Amministratore e requisiti

attestato amministratore di condominio

Requisiti: linee guida

Fare l’amministratore di condominio è una responsabilità che richiede competenza e onorabilità. In Italia, coloro che ricoprono questo ruolo devono soddisfare specifici requisiti.

I requisiti

I requisiti per diventare amministratore di condominio sono due:

  • Professionalità: deve aver seguito un corso di formazione iniziale e deve aggiornarsi periodicamente.
  • Onorabilità: non deve essere stato condannato per determinati reati, né deve essere soggetto a misure di prevenzione.

Verifica Requisiti

Al momento della nomina, l’assemblea condominiale deve chiedere al professionista di fornire la documentazione che dimostri il rispetto dei requisiti.

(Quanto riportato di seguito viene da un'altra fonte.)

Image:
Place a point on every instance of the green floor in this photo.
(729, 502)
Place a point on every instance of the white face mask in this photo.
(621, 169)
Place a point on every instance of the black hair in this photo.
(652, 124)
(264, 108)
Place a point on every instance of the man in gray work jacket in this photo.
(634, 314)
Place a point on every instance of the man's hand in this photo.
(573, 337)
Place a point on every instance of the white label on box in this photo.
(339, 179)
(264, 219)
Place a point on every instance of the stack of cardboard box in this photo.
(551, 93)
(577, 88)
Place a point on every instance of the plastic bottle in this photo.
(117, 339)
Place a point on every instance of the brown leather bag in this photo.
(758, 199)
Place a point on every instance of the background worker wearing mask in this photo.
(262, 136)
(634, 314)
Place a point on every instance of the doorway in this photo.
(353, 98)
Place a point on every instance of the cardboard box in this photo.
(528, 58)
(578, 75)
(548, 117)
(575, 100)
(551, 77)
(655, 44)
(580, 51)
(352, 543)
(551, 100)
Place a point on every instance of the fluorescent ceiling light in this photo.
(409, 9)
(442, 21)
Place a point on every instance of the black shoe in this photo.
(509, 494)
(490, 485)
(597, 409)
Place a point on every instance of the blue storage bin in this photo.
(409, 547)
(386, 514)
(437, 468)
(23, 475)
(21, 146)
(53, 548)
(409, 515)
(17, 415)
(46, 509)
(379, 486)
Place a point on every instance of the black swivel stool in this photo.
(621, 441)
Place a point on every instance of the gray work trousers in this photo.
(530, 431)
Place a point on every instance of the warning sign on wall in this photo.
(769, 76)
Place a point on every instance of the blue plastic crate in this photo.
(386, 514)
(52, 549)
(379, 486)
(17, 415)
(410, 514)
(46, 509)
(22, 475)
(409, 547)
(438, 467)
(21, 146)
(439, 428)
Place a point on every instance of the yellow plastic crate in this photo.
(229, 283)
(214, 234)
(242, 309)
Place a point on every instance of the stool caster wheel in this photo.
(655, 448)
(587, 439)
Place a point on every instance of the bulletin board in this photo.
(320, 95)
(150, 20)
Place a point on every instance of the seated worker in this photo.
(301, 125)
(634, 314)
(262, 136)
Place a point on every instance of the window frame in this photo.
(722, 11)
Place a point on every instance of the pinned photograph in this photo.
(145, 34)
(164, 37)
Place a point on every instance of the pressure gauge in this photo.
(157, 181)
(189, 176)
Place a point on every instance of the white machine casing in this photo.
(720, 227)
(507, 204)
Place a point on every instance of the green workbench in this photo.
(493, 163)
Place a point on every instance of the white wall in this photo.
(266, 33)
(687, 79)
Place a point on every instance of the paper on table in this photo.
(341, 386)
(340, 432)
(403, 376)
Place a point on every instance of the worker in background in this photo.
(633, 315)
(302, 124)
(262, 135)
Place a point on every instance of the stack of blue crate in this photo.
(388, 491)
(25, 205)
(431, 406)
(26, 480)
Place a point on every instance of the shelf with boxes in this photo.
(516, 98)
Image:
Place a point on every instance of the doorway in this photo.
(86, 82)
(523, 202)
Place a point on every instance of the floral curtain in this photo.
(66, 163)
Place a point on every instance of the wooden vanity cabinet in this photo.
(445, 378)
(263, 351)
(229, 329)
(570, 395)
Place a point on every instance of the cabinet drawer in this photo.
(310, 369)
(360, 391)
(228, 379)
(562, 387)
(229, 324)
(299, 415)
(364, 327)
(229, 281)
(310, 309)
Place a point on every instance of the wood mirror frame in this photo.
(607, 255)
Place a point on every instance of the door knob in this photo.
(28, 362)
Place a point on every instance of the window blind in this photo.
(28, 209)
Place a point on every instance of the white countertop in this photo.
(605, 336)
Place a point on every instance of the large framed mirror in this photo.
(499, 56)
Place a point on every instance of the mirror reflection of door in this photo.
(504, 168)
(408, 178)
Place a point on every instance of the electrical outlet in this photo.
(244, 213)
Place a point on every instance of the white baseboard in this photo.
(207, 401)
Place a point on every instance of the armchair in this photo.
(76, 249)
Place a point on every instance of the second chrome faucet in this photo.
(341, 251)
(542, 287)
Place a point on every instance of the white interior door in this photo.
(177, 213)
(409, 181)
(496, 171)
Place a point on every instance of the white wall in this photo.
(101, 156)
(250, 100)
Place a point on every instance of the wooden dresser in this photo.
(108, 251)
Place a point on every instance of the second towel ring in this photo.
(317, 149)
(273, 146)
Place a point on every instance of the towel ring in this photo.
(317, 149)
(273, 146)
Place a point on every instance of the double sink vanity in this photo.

Dopo la nomina, è essenziale che continui a seguire i corsi di aggiornamento.

Conseguenze in mancanza dei requisiti

Se un perde i requisiti previsti dalla legge o non li possiede sin dall’inizio, ci sono conseguenze diverse:

  • Perdita dei requisiti: la perdita dei requisiti comporta la cessazione automatica dell’incarico.
  • Formazione continua: se non rispetta l’obbligo di formazione continua, la sua cessazione può essere richiesta da ciascun condomino tramite un ricorso all’autorità giudiziaria.
  • Nomina di un professionista privo di requisiti: se è privo dei requisiti previsti dalla legge e viene nominato sin dall’inizio, la delibera di nomina è annullabile.

La verifica dell’idoneità rispetto ai requisiti legali rappresenta una tappa fondamentale per garantire una gestione condominiale adeguata. È responsabilità dell’assemblea condominiale e dei singoli condòmini assicurarsi che sia adeguatamente qualificato e abbia l’integrità necessaria per svolgere il proprio incarico in modo affidabile.

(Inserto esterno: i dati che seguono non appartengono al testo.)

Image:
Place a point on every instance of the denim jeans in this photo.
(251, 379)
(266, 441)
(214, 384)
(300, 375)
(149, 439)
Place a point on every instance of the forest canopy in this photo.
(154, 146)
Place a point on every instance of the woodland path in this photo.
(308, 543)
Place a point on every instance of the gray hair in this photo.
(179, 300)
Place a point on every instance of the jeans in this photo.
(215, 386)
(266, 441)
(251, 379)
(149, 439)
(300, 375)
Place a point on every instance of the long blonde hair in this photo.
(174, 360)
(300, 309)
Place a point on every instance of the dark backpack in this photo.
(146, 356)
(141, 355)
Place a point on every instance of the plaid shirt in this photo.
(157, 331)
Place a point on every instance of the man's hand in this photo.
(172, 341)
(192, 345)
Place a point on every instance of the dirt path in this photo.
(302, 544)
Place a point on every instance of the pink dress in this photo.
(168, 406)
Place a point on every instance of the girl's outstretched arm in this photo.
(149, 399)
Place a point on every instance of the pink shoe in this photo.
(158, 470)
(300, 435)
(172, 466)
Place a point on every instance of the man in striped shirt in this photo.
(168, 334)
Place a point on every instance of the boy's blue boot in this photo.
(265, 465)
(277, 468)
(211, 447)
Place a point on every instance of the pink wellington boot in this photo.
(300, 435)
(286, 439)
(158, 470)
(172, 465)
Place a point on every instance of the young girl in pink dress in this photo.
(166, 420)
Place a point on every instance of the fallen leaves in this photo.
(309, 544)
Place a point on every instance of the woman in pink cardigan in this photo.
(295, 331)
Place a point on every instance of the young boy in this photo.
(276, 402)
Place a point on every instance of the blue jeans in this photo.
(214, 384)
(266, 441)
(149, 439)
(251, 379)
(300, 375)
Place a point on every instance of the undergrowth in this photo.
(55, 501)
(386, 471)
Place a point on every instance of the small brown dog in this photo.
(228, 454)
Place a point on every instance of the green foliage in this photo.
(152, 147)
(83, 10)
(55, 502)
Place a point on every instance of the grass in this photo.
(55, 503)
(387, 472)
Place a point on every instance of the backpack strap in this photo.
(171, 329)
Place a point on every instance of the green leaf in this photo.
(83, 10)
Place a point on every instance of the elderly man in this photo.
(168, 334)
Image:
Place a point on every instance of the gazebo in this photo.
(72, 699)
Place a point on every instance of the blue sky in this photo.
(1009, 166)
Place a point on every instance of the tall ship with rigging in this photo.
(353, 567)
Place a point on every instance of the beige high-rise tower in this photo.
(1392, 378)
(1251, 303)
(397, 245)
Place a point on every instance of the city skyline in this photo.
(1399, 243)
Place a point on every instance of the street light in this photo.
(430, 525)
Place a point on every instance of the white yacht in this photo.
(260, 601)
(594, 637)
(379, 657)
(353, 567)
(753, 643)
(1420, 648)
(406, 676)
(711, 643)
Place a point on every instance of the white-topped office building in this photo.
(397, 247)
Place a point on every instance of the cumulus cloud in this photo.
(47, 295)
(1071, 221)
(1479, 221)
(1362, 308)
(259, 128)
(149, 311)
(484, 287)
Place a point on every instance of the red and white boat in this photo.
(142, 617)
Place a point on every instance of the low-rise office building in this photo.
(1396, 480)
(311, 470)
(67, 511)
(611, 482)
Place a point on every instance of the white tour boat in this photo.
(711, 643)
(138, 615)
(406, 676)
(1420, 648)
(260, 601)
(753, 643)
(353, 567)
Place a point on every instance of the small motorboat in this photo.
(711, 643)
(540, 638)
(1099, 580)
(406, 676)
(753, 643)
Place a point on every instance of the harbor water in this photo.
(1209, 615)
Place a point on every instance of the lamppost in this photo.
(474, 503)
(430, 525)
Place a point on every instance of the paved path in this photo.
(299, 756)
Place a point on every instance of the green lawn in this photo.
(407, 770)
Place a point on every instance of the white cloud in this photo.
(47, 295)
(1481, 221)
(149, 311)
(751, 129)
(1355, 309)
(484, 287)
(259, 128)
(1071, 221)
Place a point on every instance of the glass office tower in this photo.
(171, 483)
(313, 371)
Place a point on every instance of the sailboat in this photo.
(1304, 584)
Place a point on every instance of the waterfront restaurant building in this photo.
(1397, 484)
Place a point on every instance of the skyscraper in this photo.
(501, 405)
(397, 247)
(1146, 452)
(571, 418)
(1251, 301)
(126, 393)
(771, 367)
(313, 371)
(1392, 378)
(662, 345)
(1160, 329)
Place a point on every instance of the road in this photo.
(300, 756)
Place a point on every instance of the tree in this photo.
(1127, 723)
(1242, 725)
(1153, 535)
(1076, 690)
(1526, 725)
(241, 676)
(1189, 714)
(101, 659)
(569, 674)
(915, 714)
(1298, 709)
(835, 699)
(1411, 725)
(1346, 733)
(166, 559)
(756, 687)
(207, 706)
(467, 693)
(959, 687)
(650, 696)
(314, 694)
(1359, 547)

Sentenza del Tribunale di Bergamo

Il 16 febbraio 2023, il Tribunale di Bergamo ha emesso la sentenza numero 325, dichiarando nulla la deliberazione assembleare che nominava un amministratore di condominio sprovvisto dei requisiti stabiliti dall’art. 71-bis delle disposizioni attuative del codice civile.

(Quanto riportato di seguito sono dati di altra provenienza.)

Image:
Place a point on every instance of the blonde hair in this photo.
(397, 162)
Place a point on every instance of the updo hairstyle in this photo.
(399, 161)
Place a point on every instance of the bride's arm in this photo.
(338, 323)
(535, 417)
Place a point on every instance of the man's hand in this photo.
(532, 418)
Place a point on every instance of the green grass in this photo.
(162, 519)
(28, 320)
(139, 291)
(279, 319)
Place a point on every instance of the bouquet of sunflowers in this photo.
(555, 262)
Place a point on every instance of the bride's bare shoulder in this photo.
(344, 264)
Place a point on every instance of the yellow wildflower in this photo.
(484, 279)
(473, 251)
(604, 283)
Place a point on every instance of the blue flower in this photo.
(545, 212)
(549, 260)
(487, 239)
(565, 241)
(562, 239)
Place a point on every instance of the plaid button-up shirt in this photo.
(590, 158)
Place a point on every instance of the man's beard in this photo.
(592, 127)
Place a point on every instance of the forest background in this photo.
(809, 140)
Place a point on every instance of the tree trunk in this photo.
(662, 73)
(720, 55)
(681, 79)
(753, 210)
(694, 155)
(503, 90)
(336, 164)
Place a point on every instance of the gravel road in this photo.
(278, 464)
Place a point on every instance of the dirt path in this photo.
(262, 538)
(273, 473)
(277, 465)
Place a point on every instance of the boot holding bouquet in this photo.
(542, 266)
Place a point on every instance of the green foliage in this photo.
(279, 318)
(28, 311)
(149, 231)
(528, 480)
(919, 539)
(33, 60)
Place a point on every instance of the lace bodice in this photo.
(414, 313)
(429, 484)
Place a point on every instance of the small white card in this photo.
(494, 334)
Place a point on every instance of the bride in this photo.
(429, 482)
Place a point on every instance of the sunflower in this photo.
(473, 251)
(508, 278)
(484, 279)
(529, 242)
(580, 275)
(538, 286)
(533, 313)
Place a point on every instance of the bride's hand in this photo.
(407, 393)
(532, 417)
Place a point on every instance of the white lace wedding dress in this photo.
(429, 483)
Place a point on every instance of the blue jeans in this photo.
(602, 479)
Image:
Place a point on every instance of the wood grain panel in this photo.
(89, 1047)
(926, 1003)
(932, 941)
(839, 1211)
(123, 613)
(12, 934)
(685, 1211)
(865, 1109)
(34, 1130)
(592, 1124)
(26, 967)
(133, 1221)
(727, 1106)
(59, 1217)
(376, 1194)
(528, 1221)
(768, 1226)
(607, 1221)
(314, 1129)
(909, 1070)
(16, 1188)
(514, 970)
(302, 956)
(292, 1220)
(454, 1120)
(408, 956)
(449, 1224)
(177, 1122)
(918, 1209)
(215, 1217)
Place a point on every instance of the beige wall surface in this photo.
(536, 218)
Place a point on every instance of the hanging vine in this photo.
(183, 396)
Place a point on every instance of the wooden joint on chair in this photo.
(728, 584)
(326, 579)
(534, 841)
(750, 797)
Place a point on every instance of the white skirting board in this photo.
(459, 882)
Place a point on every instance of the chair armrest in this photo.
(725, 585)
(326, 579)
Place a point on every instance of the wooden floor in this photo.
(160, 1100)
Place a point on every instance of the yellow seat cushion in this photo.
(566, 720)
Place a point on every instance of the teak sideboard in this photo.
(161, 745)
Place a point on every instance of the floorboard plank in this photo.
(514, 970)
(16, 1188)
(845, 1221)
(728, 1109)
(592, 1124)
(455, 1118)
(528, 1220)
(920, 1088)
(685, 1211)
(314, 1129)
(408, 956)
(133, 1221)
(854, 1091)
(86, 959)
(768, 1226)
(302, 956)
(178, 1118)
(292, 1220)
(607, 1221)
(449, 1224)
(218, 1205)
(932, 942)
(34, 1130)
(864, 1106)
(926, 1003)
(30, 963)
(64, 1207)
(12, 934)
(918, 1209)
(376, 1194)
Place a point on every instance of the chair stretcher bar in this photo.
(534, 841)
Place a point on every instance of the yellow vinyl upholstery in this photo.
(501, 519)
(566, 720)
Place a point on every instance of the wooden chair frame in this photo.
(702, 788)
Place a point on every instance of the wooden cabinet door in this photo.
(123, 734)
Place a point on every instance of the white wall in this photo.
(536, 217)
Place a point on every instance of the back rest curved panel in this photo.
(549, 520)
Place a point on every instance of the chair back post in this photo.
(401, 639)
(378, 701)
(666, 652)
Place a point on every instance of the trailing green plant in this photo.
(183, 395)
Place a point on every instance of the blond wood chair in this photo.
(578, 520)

Il Tribunale ha sottolineato l’esistenza di due orientamenti nella giurisprudenza di merito: uno che sostiene la nullità della nomina del professionista privo dei requisiti e un altro che opta per la sola revocabilità del professionista carente. Il Tribunale ha chiaramente espresso la sua preferenza per il primo orientamento, sostenendo che la norma in questione mira a tutelare gli interessi generali della collettività, in particolare dei consumatori, e ha quindi un carattere imperativo e inderogabile.

Il Tribunale ha inoltre affermato che la tesi contraria comporterebbe il serio rischio di eludere non solo l’art. 71 bis delle disposizioni attuative del codice civile, ma l’intero complesso normativo (Legge n. 4/2013 e Decreto Ministeriale n. 140/2014) finalizzato all’introduzione nel nostro ordinamento di una figura qualificata, a discapito dei condomini amministrati.